Les parties ont été informées le 26 mars 2025, en application de l'article R. 611-7 du code de justice administrative, de ce que la cour était susceptible de fonder son arrêt sur le moyen d'ordre public tiré de l'irrecevabilité des conclusions d'appel de VNF présentées sur le fondement de l'article L. 911-4 du code de justice administrative, dès lors qu'elles soulèvent un litige relevant de la procédure d'exécution.

Des observations à ce moyen d'ordre public ont été produites par VNF le 28 mars 2025 et communiquées.

Vu les autres pièces du dossier.

Vu :

- le code général de la propriété des personnes publiques ;

- le code de justice administrative.

Les parties ont été régulièrement averties du jour de l'audience.

Ont été entendus au cours de l'audience publique :

- le rapport de Mme Roussaux,

- les conclusions de M. Denizot, rapporteur public,

- les observations de Me Coissard, substituant Me Salles, représentant l'établissement public VNF et, à titre exceptionnel, M. A... C..., disposant d'un pouvoir pour représenter son fils M. B... C....

Considérant ce qui suit :

1. M. C..., en sa qualité de propriétaire du bateau " Solvay 79 ", a fait l'objet, le 15 novembre 2017, d'un procès-verbal de grande voirie pour occupation, sans droit ni titre, du domaine public fluvial, en rive gauche du bief 23 du canal de la Marne au Rhin, au sein de la commune de Varangéville.

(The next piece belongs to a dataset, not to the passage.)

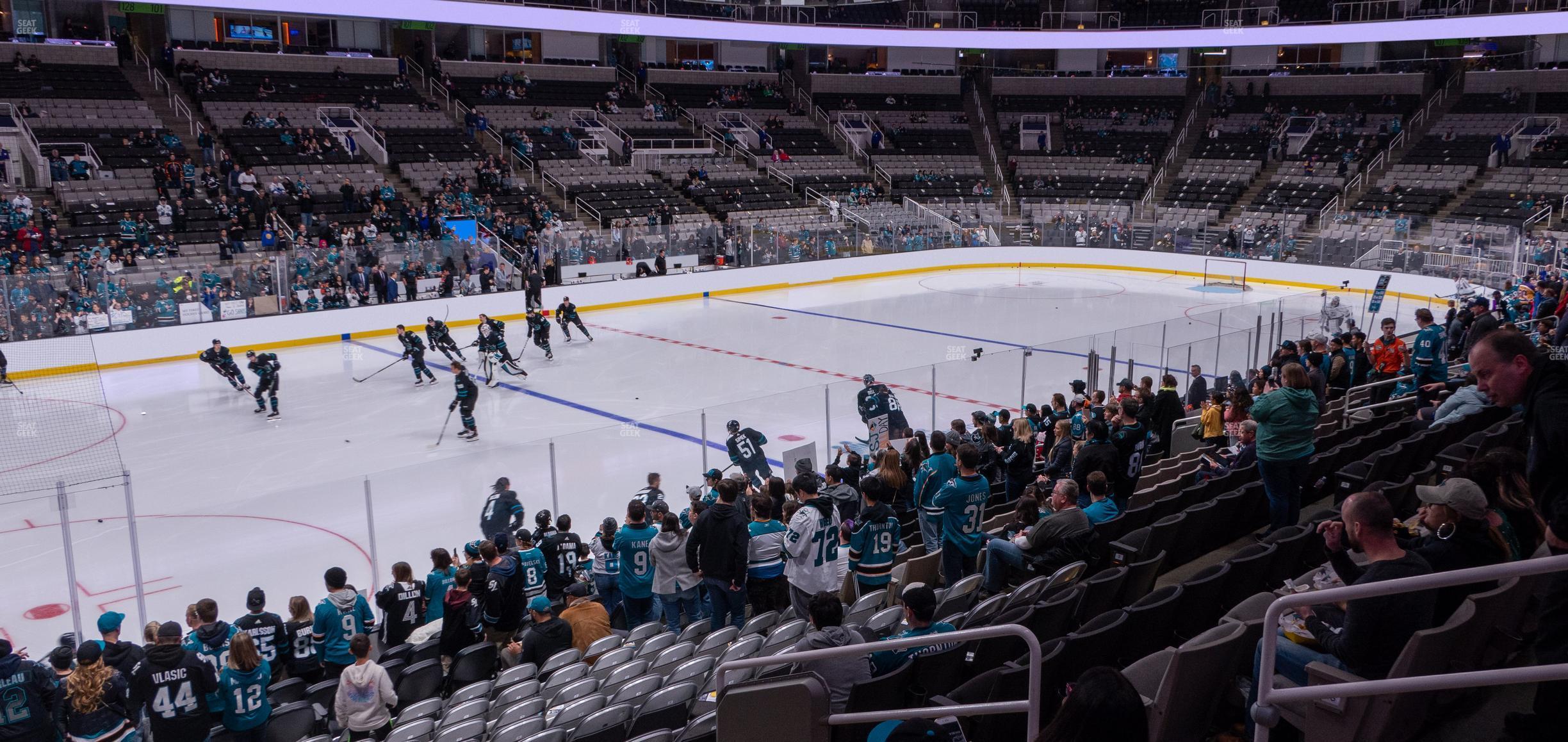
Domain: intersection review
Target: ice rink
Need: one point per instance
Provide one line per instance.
(347, 477)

Le 8 octobre 2020, il a fait l'objet d'un second procès-verbal pour dégradation du domaine public fluvial par pollution aux hydrocarbures au bief 23 du même canal. A raison de ces faits, Voies Navigables de France (VNF) a demandé au tribunal administratif de Nancy, par une demande enregistrée sous le numéro 2002713, de condamner M. C..., au titre de l'action publique, au paiement d'une amende de mille euros au titre de la contravention constatée le 8 octobre 2020 et par une seconde demande, enregistrée sous le numéro 2002721, de condamner M. C..., au titre de l'action publique, au paiement d'une amende de deux mille euros et, au titre de l'action domaniale, de l'autoriser à procéder d'office, aux frais de M. C..., au déchirage du bateau " Solvay 79 " et à l'évacuation des débris du domaine public fluvial. VNF sollicite la réformation de l'article 2 du jugement de la magistrate désignée par la présidente du tribunal administratif de Nancy du 25 novembre 2021 en ce qu'il ne prononce pas, en vue de l'exécution du jugement du 30 décembre 2019, la confiscation du bateau " Solvay 79 ".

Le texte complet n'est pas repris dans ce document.